執筆・確認: amilog編集部公開日: 最終更新:

まず答え
円が波打つ場合は増し目が多すぎる可能性があり、器のように反る場合は増し目が少なすぎる可能性があります。ただし、編み間違いや糸の張りでも形は変わります。最初に各段の目数を確認し、指定どおりなら次の段で増し目の間隔を少し調整します。
この記事で分かること
- 波打つなら増し目が多い、反るなら増し目が少ない可能性を考える
- 調整前に、各段の目数と同じ場所への二度編み・編み忘れを確認する
- 増減の調整は円周へ分散し、1か所へまとめない
形から原因を見分ける
| 円の状態 | 考えやすい原因 | 調整の方向 |
|---|---|---|
| ふちが細かく波打つ | 増し目が多い、または同じ目へ余分に編んでいる | 目数を確認し、必要なら増し目を減らす |
| 器・帽子のように反る | 増し目が少ない、または目を飛ばしている | 目数を確認し、必要なら増し目を足す |
| 六角形のように角が出る | 毎段の増し目が同じ位置で重なっている | 増し目の位置を段ごとにずらす |
| 中心だけ盛り上がる | 輪の締めすぎ、編み始めの手加減、段の目数違い | 中心から数段の目数と糸の張りを確認する |
直す前に確認する4つのこと
段ごとの目数を編み図と照合する
まずは増し目の回数ではなく、完成目数を確認します。

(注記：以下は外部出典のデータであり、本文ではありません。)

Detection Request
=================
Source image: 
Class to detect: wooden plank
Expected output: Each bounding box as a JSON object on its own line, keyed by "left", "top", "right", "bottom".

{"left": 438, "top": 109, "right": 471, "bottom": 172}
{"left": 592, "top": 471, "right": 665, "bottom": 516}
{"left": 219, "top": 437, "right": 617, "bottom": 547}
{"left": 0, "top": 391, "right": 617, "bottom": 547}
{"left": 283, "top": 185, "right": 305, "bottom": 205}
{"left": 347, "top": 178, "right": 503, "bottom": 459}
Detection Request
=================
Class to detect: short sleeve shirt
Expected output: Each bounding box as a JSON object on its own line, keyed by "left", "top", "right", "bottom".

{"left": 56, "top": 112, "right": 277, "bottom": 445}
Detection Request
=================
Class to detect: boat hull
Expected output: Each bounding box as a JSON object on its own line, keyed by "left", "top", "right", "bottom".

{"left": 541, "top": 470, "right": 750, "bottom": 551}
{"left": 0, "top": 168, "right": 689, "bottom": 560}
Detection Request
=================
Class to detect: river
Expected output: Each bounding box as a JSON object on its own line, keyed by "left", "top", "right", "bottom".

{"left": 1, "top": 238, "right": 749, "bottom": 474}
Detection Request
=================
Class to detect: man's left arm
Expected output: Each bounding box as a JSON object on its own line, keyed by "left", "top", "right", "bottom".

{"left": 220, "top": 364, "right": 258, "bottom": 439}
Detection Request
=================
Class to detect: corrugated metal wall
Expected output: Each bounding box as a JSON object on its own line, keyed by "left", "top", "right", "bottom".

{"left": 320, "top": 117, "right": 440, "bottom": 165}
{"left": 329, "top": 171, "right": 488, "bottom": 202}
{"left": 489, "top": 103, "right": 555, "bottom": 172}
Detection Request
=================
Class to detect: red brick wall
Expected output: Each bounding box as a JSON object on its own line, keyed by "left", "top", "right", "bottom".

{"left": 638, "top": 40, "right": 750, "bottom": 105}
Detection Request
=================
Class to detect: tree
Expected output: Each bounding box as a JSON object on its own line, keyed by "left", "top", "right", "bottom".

細編みを6目から始める基本例では12目、18目と増えますが、すべての作品がこの数になるわけではありません。
段の始まりを確認する
引き抜き編みや立ち上がりを通常の1目として数えていないか、最初の目を飛ばしていないかをマーカーで確認します。
糸と針が指定に合っているか見る
指定より細い針で強く編むと反りやすく、太い針でゆるく編むと広がりやすくなります。毛糸ラベルとレシピの指定を見比べます。
平らな場所で自然に置く
糸を引っ張らず、手のひらで軽くならして判断します。部分的な間違いなら、その位置だけ急にひだやくぼみが出ることがあります。
波打つとき・反るときの調整
波打つ場合
目数が指定より多ければ、間違えた段までほどきます。指定目数どおりでも波打ちが強い場合は、レシピの形を崩さない範囲で、次の段の増し目を数回減らして円周へ均等に分散します。
反る場合
目を飛ばしていないか確認します。指定目数どおりでも器状になる場合は、次の段で増し目を数回足し、同じ場所に集中しないよう均等に配置します。
角が目立つ場合
増し目の位置を前の段と同じ場所へそろえ続けると、角が出やすくなります。増し目同士の間隔は保ちつつ、開始位置を少しずらします。
部分的に形が崩れる場合
全体の増し目数を変える前に、その場所で二度編みや編み忘れがないか確認します。1か所の間違いを全体の調整で隠すと、別の場所までゆがみやすくなります。
きれいな円を保つチェックリスト
- 段の最初の通常の編み目にマーカーを付けた
- 各段を編み終えるたびに目数を確認した
- 毛糸と針の太さがレシピの指定に合っている
- 増し目の位置が同じ縦線上へ重なり続けていない
- 調整する増し目・減らし目を円周へ均等に分散した
- 完成寸法が必要な作品は直径も測った
よくある質問
- 細編みの円は毎段6目ずつ増やせば必ず平らになりますか?
- 6目ずつ増やす方法は基本の目安ですが、糸の素材・針の太さ・手加減で形は変わります。また、作品独自の増し方もあるため、まずレシピの指定と完成目数を優先してください。
- 波打った円はアイロンで平らにしてもいいですか?
- 目数の間違いや増し目過多は、アイロンだけでは根本的に直りません。先に編み目を確認してください。仕上げで熱やスチームを使う場合も、毛糸の素材表示と取扱方法を必ず確認します。
- 円が六角形になるのは失敗ですか?
- 増し目が同じ位置に並ぶと角が見えやすくなりますが、目数が正しければ構造上の問題とは限りません。丸く見せたい場合は、増し目の位置を段ごとに少しずらします。